LIC or Life Insurance Corporation of India is a public sector company that deals with a number of insurance products to meet the insurance demands of different types of customers.
As the income of an individual increases every year, the required amount to be paid as tax also increases alongside. Hence, tax planning plays a tremendously important role to help in saving this well-deserved income to the furthest possible extent.
In the following section, you will get to know more about the various tax benefits applicable to the policies availed from LIC.
Tax Benefits under Section 80C
- Get a deduction of up to 20% of the assured capital amount on paying premium upon the policies availed from LIC on or before 31.03.2012 .

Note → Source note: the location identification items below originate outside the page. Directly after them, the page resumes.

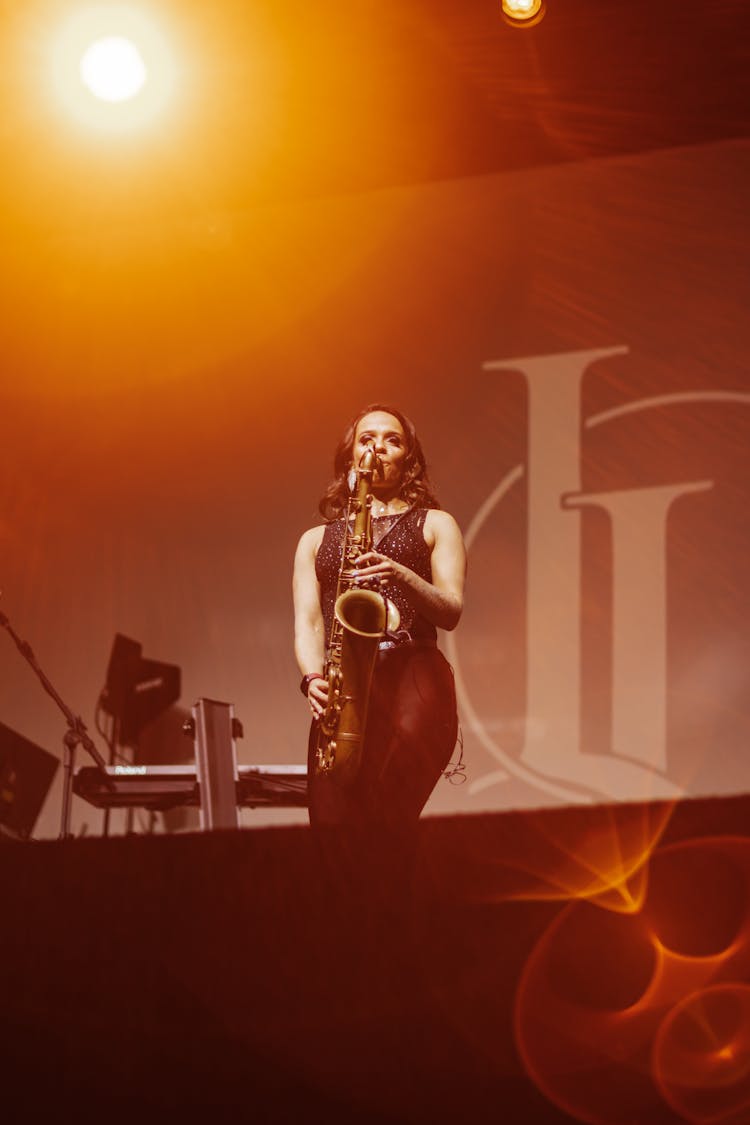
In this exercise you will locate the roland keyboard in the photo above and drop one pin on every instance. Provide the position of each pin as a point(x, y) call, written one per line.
point(161, 788)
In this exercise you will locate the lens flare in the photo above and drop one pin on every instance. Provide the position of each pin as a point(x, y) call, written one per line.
point(113, 69)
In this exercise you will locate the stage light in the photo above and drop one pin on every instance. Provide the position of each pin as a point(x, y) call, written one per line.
point(113, 69)
point(523, 12)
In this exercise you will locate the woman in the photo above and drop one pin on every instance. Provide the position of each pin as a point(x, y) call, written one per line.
point(418, 561)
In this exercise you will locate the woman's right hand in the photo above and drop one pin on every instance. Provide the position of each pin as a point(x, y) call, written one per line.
point(317, 696)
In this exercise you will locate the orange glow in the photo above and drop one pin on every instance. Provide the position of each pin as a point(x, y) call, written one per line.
point(101, 52)
point(654, 1005)
point(601, 856)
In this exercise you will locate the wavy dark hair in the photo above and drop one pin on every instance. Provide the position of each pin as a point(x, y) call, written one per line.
point(416, 488)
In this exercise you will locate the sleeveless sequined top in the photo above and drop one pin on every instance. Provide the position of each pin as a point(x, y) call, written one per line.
point(400, 538)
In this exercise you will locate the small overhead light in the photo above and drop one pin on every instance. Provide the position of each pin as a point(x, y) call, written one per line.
point(523, 12)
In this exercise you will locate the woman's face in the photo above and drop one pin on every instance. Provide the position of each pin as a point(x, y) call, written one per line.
point(386, 434)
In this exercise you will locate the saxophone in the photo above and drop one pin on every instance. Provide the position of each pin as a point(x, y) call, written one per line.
point(360, 620)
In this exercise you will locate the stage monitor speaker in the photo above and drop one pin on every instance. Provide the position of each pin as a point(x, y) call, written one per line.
point(137, 690)
point(26, 774)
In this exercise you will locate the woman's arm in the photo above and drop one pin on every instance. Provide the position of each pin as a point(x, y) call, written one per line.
point(442, 600)
point(309, 640)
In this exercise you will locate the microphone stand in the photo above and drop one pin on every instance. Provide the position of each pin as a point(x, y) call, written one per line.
point(77, 735)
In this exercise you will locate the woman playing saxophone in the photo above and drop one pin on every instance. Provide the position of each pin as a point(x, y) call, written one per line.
point(417, 560)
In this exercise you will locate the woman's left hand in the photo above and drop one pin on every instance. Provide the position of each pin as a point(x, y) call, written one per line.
point(378, 569)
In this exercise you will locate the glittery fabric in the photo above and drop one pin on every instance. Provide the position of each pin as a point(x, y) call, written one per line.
point(401, 539)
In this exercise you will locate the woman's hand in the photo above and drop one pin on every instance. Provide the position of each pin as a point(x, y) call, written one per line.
point(378, 570)
point(317, 695)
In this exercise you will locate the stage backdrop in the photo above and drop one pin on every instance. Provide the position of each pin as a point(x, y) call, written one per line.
point(572, 345)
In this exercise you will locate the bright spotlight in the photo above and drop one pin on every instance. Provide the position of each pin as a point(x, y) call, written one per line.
point(113, 69)
point(523, 12)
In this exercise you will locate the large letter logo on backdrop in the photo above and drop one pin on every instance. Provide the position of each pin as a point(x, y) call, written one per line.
point(634, 765)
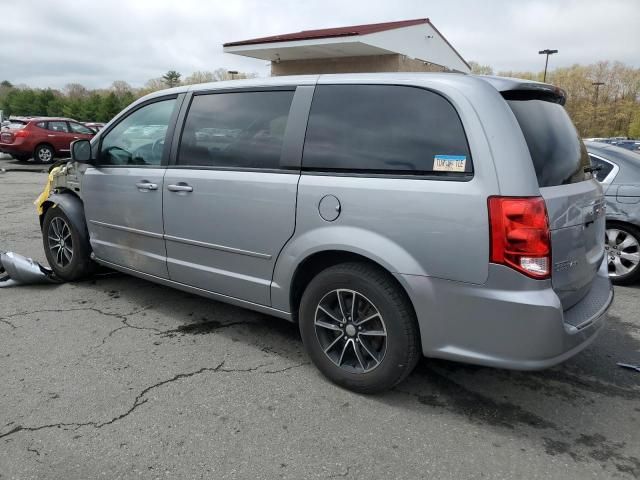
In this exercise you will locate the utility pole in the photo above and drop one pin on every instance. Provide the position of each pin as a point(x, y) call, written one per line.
point(546, 52)
point(595, 103)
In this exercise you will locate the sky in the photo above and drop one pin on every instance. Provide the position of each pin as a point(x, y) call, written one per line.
point(46, 43)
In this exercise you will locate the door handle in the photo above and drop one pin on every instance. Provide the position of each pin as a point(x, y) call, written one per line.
point(147, 186)
point(180, 188)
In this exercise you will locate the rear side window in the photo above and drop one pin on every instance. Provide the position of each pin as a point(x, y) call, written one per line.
point(558, 154)
point(58, 127)
point(235, 130)
point(605, 168)
point(384, 129)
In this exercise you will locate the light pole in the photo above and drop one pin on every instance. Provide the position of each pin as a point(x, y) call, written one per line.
point(595, 103)
point(546, 52)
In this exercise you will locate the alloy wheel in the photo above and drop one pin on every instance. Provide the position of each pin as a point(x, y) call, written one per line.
point(351, 331)
point(623, 252)
point(60, 242)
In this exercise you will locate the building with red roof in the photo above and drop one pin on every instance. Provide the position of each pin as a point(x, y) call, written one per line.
point(408, 45)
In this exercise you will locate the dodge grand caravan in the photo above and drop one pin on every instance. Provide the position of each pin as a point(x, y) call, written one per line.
point(389, 215)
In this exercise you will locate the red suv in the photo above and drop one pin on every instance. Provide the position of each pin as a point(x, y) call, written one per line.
point(42, 138)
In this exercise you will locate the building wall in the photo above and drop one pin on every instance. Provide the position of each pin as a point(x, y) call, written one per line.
point(418, 41)
point(363, 64)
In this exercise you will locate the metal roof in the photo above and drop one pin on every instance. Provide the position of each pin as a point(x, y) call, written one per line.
point(349, 31)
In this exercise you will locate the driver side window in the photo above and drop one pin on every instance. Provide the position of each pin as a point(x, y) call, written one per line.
point(139, 138)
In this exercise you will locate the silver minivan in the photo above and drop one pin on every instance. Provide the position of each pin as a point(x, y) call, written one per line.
point(389, 215)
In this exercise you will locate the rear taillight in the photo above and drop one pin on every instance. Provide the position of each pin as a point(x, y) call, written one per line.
point(519, 234)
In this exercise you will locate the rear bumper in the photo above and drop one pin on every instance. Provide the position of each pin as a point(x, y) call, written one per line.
point(14, 149)
point(510, 322)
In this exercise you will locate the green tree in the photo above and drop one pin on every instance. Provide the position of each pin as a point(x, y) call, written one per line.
point(171, 78)
point(109, 107)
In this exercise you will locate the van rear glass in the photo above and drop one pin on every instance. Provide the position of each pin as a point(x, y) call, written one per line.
point(558, 154)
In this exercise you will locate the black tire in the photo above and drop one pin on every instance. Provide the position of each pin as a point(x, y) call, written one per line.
point(71, 267)
point(633, 276)
point(378, 288)
point(43, 153)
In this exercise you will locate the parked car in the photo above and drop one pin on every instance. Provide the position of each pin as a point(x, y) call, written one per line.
point(619, 174)
point(43, 138)
point(633, 145)
point(390, 215)
point(95, 126)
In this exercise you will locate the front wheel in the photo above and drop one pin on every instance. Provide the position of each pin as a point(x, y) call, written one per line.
point(622, 248)
point(67, 251)
point(359, 327)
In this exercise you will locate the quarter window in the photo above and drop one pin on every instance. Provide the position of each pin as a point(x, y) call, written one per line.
point(139, 139)
point(384, 129)
point(235, 130)
point(605, 168)
point(58, 127)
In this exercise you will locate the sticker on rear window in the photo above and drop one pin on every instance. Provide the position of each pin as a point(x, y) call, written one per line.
point(449, 163)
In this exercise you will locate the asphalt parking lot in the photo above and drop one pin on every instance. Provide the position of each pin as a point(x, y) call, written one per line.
point(116, 377)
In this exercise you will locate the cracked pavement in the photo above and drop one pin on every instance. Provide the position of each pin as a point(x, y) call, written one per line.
point(116, 377)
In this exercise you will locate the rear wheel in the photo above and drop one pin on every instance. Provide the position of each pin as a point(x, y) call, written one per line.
point(359, 327)
point(68, 253)
point(622, 248)
point(43, 154)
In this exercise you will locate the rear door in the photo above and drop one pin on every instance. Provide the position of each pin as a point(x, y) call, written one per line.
point(229, 199)
point(574, 200)
point(122, 193)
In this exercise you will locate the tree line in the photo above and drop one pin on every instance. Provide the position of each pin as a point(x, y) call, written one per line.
point(606, 110)
point(98, 105)
point(603, 99)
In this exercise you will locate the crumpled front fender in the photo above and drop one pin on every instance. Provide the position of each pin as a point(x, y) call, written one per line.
point(18, 270)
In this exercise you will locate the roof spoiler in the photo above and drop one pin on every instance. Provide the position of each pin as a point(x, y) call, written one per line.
point(520, 89)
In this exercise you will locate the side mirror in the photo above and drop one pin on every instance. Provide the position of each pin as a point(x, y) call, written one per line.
point(81, 151)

- Get a deduction of up to 10% of the assured capital amount on paying premium for the policies availed form LIC after 01.04.2012.

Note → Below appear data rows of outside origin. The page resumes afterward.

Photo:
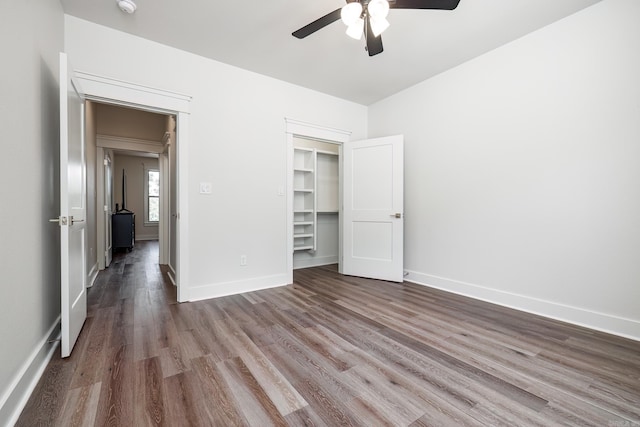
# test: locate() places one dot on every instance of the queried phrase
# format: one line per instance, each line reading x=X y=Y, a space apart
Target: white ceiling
x=256 y=35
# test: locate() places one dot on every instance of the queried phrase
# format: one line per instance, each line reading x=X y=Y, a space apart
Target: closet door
x=373 y=208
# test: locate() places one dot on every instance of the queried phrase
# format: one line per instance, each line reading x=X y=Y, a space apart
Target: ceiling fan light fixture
x=127 y=6
x=350 y=13
x=378 y=8
x=378 y=25
x=355 y=30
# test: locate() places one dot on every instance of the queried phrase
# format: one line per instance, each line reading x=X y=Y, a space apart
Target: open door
x=373 y=223
x=72 y=219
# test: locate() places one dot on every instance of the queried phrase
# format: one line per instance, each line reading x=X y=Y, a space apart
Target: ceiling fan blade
x=424 y=4
x=374 y=44
x=318 y=24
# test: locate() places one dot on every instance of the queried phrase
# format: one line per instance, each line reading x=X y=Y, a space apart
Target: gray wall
x=522 y=171
x=31 y=36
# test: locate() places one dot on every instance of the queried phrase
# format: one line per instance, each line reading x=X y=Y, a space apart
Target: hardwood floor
x=328 y=350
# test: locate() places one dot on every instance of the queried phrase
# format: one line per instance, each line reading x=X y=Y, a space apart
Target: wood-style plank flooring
x=327 y=351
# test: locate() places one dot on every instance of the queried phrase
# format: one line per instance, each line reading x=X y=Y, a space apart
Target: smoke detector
x=127 y=6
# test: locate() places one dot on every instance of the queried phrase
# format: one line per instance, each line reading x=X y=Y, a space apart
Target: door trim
x=308 y=130
x=118 y=92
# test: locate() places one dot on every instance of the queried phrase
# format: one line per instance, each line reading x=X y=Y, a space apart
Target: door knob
x=73 y=221
x=61 y=220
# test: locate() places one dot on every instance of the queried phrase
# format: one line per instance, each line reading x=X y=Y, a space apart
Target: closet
x=315 y=202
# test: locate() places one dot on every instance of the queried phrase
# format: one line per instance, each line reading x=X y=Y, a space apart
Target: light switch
x=205 y=188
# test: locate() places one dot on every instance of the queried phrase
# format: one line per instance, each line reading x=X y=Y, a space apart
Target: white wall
x=522 y=171
x=236 y=141
x=31 y=35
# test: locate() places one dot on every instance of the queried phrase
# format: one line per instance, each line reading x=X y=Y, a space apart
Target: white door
x=108 y=203
x=373 y=208
x=72 y=218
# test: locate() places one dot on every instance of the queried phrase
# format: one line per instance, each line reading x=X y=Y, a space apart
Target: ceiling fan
x=369 y=17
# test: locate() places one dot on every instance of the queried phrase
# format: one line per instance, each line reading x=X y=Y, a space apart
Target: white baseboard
x=624 y=327
x=15 y=397
x=93 y=273
x=172 y=275
x=236 y=287
x=314 y=261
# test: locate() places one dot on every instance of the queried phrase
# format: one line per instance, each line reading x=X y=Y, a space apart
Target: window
x=152 y=196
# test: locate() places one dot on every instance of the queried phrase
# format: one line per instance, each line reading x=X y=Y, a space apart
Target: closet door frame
x=321 y=133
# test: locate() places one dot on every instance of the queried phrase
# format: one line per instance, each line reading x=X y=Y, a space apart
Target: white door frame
x=101 y=213
x=117 y=92
x=308 y=130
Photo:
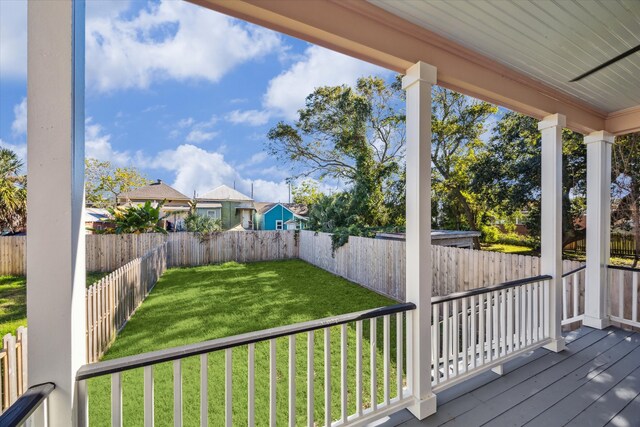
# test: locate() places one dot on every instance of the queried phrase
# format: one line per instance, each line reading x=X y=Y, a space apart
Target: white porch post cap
x=552 y=121
x=598 y=136
x=420 y=71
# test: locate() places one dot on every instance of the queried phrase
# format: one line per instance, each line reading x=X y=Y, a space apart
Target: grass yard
x=13 y=301
x=191 y=305
x=509 y=249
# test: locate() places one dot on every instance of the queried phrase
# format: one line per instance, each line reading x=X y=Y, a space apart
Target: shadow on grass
x=192 y=305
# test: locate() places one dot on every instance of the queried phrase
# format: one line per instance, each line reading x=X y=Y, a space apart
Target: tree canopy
x=13 y=193
x=104 y=182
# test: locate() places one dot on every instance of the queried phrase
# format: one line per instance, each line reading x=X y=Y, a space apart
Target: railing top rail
x=159 y=356
x=575 y=270
x=621 y=267
x=21 y=410
x=479 y=291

- Payment generated towards a deferred annuity plan initiated for either self, spouse, or child is liable to receive tax deduction but only if the policy does not offer cash to its customers against the annuity plan.

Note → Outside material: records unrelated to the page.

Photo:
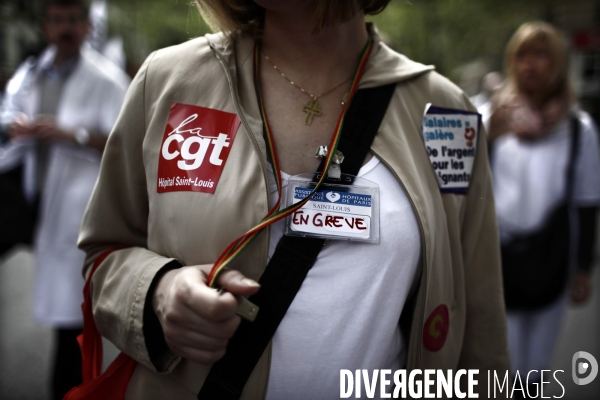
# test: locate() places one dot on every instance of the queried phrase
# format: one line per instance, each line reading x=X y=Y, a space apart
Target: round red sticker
x=436 y=327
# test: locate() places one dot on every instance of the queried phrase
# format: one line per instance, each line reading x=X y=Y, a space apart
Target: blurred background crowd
x=464 y=39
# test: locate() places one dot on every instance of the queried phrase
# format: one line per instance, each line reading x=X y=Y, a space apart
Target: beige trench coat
x=460 y=254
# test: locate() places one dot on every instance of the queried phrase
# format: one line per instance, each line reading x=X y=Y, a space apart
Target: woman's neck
x=315 y=60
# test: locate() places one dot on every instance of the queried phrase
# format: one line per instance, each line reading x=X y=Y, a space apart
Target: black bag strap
x=293 y=258
x=575 y=136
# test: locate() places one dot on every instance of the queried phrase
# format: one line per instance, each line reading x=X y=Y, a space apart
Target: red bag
x=112 y=384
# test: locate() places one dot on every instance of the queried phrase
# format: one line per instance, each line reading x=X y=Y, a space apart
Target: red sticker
x=194 y=149
x=436 y=327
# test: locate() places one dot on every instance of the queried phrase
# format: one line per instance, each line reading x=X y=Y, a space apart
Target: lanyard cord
x=235 y=248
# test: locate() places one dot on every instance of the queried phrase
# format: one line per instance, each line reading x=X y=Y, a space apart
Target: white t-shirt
x=346 y=314
x=529 y=177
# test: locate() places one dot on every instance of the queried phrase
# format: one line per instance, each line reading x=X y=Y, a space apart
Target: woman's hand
x=198 y=321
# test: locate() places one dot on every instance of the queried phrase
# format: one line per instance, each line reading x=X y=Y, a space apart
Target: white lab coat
x=91 y=99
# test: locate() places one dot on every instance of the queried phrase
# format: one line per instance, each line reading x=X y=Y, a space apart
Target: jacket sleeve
x=485 y=340
x=12 y=105
x=117 y=218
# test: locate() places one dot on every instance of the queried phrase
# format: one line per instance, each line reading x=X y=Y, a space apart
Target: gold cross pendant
x=311 y=109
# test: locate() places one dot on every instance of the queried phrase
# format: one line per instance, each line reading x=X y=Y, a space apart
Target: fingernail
x=249 y=282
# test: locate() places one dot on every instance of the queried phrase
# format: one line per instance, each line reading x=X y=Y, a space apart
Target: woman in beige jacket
x=171 y=206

Tax Benefits under Section 80CCC
- Section 80CCC provides exemption on tax to clients paying their premium from their taxable income aimed at any annuity plan that is likely to pay pension later on.
- The pension should be generated by the policy from the collected funds and this is true as per the terms of section 10 (23AAB).
- In case a policy holder receives interests or bonuses accrued from the policy, the amount would not be eligible for receiving any tax exemptions.
- In a fiscal year, the maximum limit allowed for tax deduction on LIC policy premiums is Rs. 1.5 lakh.
- The accrued bonuses and interests from any policy are liable to be taxed as they will be considered as income generated during the previous year.
- In case of any surrendered amount of the annuity plan, either partly or wholly, the same will be considered as income and accordingly taxed under section 80CCC
- Tax deductions are not applicable on the money that is deposited before 01.04.2006 under section 80C
Tax Benefits under Section 80D and 80DD
Almost all tax benefits related to health insurance fall under the purview of Section 80D of the Income Tax Act. The Section 80DD comes under the roof of section 80D and looks after the tax exemptions of any person who has generated the policy for maintaining a handicapped individual. The deduction limit is set at Rs. 50000 and in case of severe disability of the handicapped individual; the limit is enhanced up to Rs. 100000. An example of this type of insurance policy is the Jeevan Aadhar plan.
Tax Benefits under Section 10 (10D)
- In case a policyholder receives any death claim or maturity benefits, the holder becomes eligible for receiving tax exemption under section 10 (10D) of the Income Tax Act.
- Tax exemption of up to 20% of the assured sum is applicable for policies generated on or after 01.04.2013.
- Tax exemption of up to 10% of the assured sum is applicable for policies generated on or after 01.04.2012.
- The policies should be issued for protecting a person who is suffering from extreme disability as referred under section 80U, or is suffering from an ailment under section 80DDB
One essential point to be kept in mind is that the maximum amount allowed for tax deduction is Rs. 150000 and this is applicable for all the financial products exempted from tax; especially those that are counted under section 80C as well.
In a nutshell, it is very important to plan out the tax component of LIC policies; make sure you do so at the earliest.